Un tournant institutionnel majeur a été franchi mardi 10 février 2026 au Palais du peuple de Conakry. Les conseillers nationaux du Conseil national de la Transition (CNT), réunis en session plénière, ont adopté à une large majorité la loi organique portant statut des anciens présidents de la Guinéen, des anciens chefs de l’État et de leurs conjoints.
Ce texte, attendu depuis de nombreuses années, vient combler un vide juridique persistant en s’appuyant sur l’article 74 de la Constitution promulguée le 26 septembre 2025.

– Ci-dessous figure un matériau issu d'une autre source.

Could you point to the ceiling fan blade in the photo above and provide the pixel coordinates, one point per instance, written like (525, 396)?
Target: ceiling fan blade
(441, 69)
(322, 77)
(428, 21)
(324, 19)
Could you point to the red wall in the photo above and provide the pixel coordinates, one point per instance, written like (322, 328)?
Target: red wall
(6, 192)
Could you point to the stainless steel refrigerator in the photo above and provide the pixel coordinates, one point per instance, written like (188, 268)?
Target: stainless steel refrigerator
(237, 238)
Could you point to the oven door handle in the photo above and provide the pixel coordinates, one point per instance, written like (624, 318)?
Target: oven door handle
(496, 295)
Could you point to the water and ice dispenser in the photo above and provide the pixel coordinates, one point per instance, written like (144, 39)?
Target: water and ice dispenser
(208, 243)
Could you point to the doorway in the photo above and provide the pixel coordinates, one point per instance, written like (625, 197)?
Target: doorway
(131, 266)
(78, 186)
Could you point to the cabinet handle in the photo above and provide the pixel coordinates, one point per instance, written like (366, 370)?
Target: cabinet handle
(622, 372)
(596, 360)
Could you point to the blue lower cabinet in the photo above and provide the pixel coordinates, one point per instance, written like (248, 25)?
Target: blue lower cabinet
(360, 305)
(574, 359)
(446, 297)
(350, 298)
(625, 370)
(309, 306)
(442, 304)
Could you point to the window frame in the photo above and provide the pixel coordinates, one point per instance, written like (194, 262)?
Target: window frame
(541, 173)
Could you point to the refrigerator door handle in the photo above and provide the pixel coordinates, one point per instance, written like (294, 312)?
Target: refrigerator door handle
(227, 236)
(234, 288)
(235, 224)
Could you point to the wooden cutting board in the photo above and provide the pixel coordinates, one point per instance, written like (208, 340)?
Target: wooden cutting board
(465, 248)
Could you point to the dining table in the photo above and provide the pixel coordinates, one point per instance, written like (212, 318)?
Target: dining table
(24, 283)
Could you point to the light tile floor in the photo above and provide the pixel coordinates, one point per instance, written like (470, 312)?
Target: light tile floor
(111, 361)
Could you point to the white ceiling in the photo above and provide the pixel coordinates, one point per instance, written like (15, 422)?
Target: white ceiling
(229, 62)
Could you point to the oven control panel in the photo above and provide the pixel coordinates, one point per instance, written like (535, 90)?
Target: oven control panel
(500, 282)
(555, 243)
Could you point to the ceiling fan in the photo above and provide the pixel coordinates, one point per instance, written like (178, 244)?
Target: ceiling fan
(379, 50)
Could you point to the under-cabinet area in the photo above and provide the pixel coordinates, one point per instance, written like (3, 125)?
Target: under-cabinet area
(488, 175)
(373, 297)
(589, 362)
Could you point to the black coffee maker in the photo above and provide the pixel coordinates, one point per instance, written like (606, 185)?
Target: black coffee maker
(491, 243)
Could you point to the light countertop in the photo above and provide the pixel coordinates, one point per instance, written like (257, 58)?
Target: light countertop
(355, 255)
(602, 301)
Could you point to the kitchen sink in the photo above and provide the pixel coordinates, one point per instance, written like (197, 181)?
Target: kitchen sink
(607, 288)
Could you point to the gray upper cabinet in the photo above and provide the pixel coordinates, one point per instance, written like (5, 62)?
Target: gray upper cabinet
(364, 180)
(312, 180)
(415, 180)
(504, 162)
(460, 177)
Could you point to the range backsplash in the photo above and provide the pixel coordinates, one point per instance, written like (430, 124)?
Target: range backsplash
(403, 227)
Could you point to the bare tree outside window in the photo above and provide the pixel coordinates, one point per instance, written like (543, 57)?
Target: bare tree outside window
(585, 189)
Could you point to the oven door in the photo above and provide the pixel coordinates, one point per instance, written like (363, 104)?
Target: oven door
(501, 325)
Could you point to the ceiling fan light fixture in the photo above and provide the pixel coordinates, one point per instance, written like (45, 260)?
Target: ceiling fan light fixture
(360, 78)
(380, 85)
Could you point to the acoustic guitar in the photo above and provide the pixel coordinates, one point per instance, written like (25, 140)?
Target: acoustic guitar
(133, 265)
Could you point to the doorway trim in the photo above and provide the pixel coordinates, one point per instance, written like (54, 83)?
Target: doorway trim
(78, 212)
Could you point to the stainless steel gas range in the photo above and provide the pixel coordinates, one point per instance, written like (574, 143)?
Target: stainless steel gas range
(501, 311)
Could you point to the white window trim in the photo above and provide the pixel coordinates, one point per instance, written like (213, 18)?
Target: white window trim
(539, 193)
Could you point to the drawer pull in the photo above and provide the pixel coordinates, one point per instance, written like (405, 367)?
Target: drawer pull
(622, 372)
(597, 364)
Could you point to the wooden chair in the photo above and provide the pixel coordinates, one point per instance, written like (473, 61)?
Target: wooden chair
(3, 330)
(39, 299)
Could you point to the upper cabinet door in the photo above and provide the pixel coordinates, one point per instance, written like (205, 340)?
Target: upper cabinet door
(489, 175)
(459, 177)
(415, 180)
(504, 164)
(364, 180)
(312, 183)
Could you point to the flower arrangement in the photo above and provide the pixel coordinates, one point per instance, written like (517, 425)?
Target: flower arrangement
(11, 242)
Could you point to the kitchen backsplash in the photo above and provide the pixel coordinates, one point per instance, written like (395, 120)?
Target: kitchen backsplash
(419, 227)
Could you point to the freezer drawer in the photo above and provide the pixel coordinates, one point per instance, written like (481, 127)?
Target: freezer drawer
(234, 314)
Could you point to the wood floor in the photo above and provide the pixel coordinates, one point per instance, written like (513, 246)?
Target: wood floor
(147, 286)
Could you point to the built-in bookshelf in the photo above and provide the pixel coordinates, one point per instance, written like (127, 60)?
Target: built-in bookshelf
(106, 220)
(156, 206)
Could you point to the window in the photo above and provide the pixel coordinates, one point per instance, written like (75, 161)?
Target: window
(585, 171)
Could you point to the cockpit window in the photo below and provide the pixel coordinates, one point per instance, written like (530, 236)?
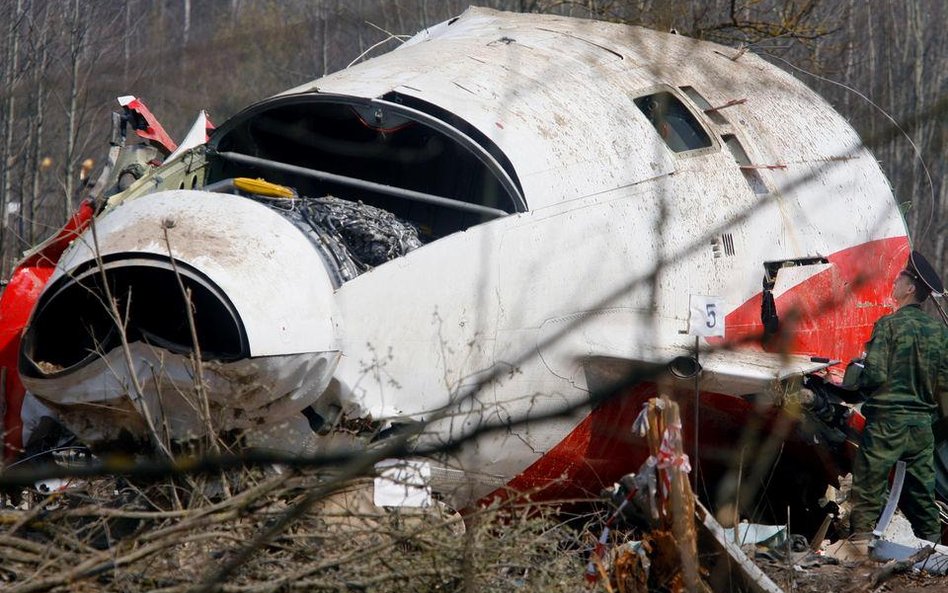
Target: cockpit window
(677, 126)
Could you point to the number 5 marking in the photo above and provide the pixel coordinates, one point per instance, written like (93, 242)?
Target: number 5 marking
(712, 315)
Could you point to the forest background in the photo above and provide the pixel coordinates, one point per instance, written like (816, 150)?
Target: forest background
(881, 63)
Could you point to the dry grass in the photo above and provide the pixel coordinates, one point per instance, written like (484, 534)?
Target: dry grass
(116, 537)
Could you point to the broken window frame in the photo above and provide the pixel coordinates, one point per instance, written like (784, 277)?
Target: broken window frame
(700, 123)
(512, 200)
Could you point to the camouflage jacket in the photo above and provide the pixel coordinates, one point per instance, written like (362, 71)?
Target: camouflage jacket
(906, 371)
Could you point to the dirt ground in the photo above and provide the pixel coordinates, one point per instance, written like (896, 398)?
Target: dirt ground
(851, 578)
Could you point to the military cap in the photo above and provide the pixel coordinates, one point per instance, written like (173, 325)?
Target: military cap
(918, 269)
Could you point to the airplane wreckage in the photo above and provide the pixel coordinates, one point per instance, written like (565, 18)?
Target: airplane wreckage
(505, 215)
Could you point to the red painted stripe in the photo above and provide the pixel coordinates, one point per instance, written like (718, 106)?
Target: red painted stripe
(830, 314)
(27, 282)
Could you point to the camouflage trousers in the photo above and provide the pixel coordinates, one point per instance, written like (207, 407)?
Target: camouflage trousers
(885, 441)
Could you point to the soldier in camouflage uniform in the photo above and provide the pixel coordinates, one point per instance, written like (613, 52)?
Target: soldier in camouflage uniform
(905, 378)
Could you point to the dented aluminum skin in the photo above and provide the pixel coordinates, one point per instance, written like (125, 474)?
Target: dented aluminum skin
(606, 234)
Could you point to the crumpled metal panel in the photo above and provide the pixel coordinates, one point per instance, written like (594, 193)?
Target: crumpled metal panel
(275, 279)
(99, 404)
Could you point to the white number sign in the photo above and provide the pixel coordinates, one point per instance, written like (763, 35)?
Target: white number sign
(707, 316)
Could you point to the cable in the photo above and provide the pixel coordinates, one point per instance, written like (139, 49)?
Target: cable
(915, 149)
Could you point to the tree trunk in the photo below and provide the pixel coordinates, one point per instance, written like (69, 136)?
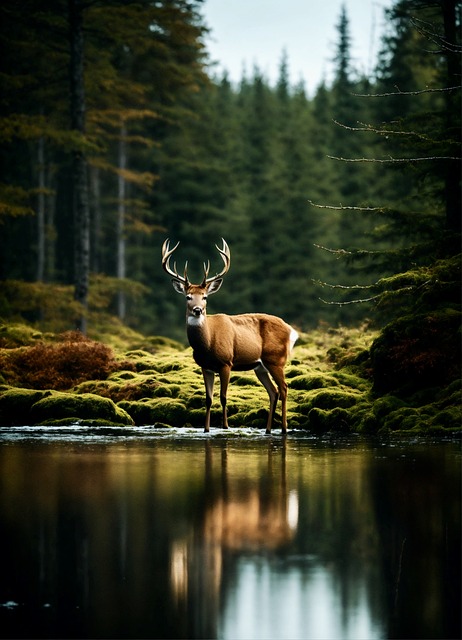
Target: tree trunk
(81, 209)
(41, 233)
(96, 262)
(122, 186)
(453, 66)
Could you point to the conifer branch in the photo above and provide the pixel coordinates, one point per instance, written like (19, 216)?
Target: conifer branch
(344, 207)
(388, 132)
(342, 286)
(398, 92)
(344, 303)
(395, 160)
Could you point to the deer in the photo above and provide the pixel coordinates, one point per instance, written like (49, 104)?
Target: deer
(223, 343)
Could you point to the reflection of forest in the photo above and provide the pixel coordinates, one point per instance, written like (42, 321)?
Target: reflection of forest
(144, 540)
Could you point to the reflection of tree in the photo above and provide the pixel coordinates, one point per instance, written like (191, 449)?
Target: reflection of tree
(146, 541)
(418, 509)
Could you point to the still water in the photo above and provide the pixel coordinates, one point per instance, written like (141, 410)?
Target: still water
(163, 534)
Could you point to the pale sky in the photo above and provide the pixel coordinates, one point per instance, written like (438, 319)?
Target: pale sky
(245, 33)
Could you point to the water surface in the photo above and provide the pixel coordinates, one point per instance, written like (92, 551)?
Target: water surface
(143, 533)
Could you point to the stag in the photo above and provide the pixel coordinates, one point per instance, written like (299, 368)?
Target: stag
(222, 343)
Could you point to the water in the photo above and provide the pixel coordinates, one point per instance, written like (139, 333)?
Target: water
(143, 533)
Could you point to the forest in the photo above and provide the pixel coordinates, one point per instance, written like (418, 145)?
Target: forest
(341, 209)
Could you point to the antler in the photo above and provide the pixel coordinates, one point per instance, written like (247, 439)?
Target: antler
(225, 256)
(166, 253)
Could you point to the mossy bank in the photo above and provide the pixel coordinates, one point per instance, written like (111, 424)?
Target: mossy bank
(335, 377)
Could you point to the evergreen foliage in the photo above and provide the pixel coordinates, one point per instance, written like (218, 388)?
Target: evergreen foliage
(173, 152)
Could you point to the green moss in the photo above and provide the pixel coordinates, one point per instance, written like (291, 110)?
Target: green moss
(58, 405)
(15, 405)
(148, 412)
(321, 420)
(417, 352)
(308, 382)
(449, 418)
(386, 405)
(331, 399)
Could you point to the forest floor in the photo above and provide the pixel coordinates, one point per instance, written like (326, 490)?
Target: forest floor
(62, 379)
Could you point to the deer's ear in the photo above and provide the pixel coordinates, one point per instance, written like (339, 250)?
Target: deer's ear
(179, 287)
(214, 286)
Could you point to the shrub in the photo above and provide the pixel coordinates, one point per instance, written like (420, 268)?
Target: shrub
(60, 365)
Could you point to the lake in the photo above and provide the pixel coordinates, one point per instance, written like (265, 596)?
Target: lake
(143, 533)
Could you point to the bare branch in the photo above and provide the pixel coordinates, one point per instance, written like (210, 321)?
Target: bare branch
(405, 93)
(341, 253)
(342, 304)
(387, 132)
(343, 208)
(395, 160)
(342, 286)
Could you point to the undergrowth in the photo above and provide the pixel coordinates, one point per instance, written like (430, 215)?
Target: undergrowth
(334, 378)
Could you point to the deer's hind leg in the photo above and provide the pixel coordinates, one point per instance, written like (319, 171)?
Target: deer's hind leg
(263, 375)
(277, 373)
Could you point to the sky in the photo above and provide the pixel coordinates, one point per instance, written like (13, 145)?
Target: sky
(245, 33)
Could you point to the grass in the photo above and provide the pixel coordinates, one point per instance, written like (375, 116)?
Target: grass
(57, 379)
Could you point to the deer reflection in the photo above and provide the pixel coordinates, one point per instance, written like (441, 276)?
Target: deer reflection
(240, 514)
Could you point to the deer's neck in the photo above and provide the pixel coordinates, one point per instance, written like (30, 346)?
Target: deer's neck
(197, 330)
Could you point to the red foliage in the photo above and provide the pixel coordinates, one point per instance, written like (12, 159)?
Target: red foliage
(59, 365)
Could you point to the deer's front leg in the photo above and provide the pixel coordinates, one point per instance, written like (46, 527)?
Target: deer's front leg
(225, 372)
(209, 378)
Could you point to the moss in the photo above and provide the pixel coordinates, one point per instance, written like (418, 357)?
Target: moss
(321, 420)
(418, 351)
(449, 418)
(166, 410)
(123, 387)
(58, 405)
(308, 382)
(15, 405)
(386, 405)
(330, 399)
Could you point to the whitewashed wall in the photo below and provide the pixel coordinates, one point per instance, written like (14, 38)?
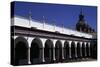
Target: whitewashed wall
(20, 21)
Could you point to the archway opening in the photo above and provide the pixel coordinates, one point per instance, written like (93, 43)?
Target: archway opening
(66, 50)
(48, 51)
(58, 51)
(21, 51)
(87, 50)
(36, 51)
(73, 50)
(78, 50)
(83, 50)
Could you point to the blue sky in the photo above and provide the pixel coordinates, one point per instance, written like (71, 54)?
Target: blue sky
(65, 14)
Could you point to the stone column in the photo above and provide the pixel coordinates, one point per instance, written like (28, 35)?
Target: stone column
(62, 52)
(54, 54)
(29, 62)
(89, 49)
(76, 49)
(43, 55)
(70, 49)
(81, 48)
(85, 50)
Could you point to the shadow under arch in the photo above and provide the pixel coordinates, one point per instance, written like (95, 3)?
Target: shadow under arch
(48, 51)
(93, 49)
(83, 50)
(78, 50)
(36, 51)
(21, 51)
(87, 50)
(66, 50)
(73, 50)
(58, 51)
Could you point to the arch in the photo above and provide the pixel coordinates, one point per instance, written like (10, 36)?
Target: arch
(21, 51)
(58, 51)
(93, 51)
(73, 50)
(36, 51)
(87, 50)
(66, 50)
(12, 50)
(48, 51)
(83, 50)
(78, 50)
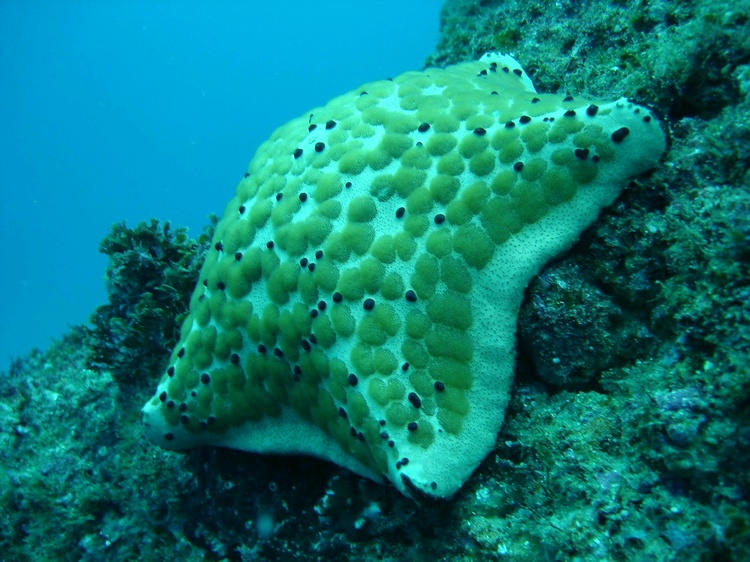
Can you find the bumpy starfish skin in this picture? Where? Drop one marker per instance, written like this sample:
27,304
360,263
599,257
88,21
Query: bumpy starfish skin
360,300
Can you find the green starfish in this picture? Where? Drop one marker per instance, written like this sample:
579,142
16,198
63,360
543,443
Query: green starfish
360,300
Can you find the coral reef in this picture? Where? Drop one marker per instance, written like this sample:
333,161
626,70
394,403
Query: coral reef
637,452
152,270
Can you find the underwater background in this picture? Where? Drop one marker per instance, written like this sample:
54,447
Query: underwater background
116,111
627,436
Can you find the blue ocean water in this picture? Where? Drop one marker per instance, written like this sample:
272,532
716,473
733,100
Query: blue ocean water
117,110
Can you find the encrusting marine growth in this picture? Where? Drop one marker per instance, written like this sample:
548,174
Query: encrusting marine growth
359,303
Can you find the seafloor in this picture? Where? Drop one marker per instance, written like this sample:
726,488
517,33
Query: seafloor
633,444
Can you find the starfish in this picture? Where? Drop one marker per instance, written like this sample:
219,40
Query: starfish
360,300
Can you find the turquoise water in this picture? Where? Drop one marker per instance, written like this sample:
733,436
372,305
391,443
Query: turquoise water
130,110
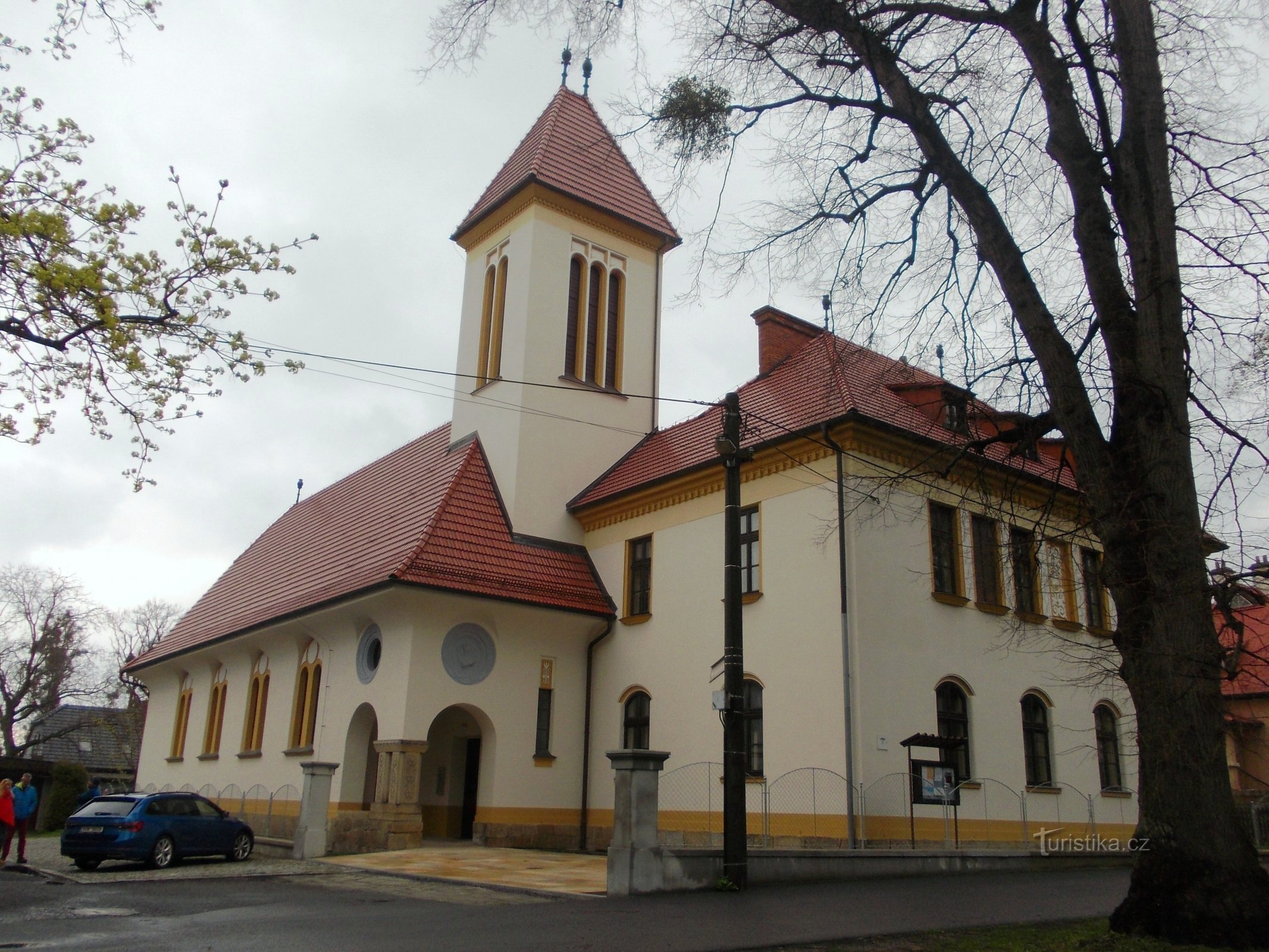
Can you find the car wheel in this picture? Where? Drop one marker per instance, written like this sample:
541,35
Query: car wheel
164,853
243,845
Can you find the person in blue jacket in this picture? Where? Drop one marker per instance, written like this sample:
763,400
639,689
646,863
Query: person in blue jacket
24,801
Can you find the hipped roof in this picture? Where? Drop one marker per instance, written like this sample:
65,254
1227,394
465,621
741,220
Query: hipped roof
826,378
570,150
427,513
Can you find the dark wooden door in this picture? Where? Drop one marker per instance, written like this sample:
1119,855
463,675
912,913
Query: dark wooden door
471,784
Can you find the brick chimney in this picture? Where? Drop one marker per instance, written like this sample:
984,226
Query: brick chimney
779,334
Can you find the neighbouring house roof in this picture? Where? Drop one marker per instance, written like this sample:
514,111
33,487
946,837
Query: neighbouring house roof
570,150
1253,664
427,513
103,739
825,378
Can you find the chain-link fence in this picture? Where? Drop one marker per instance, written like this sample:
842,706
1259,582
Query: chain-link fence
809,809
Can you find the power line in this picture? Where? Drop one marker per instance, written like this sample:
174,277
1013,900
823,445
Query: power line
282,349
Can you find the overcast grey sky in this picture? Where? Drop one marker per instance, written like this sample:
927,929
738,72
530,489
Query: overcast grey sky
315,115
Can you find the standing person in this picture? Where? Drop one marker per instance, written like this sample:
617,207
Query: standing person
5,816
24,800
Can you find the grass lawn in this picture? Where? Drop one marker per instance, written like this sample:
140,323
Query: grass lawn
1089,936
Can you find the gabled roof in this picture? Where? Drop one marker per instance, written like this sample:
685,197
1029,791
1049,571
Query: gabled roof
1253,663
109,733
427,513
826,378
570,150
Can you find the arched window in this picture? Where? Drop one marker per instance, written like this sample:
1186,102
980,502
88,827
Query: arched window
570,345
182,725
637,721
215,715
753,728
303,718
953,714
1036,741
1107,725
613,331
256,703
493,309
594,296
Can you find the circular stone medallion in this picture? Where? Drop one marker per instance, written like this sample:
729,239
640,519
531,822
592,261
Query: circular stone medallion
468,653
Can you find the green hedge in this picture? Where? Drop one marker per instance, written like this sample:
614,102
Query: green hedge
69,782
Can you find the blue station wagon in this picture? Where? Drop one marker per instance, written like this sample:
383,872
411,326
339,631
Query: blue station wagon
155,828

La séance, qui s’est déroulée en présence de plusieurs membres clés du gouvernement, dont les ministres de la Justice, de la Défense et de l’Administration du Territoire, a donné lieu à des débats contradictoires et approfondis durant plusieurs heures.
Structurée en six titres, cette nouvelle législation définit précisément les privilèges, les avantages matériels et financiers, ainsi que le régime de protection accordé à ceux qui ont dirigé le pays. À ce jour, cette mesure concerne directement Alpha Condé, Sékouba Konaté et Moussa Dadis Camara.
Au-delà du cadre protocolaire, l’enjeu de cette loi est ouvertement politique. Il s’agit de favoriser l’alternance démocratique. En garantissant une sécurité personnelle, l’insaisissabilité des biens et une pension décente, le législateur entend lever les freins psychologiques et matériels qui pourraient inciter un dirigeant à se maintenir au pouvoir.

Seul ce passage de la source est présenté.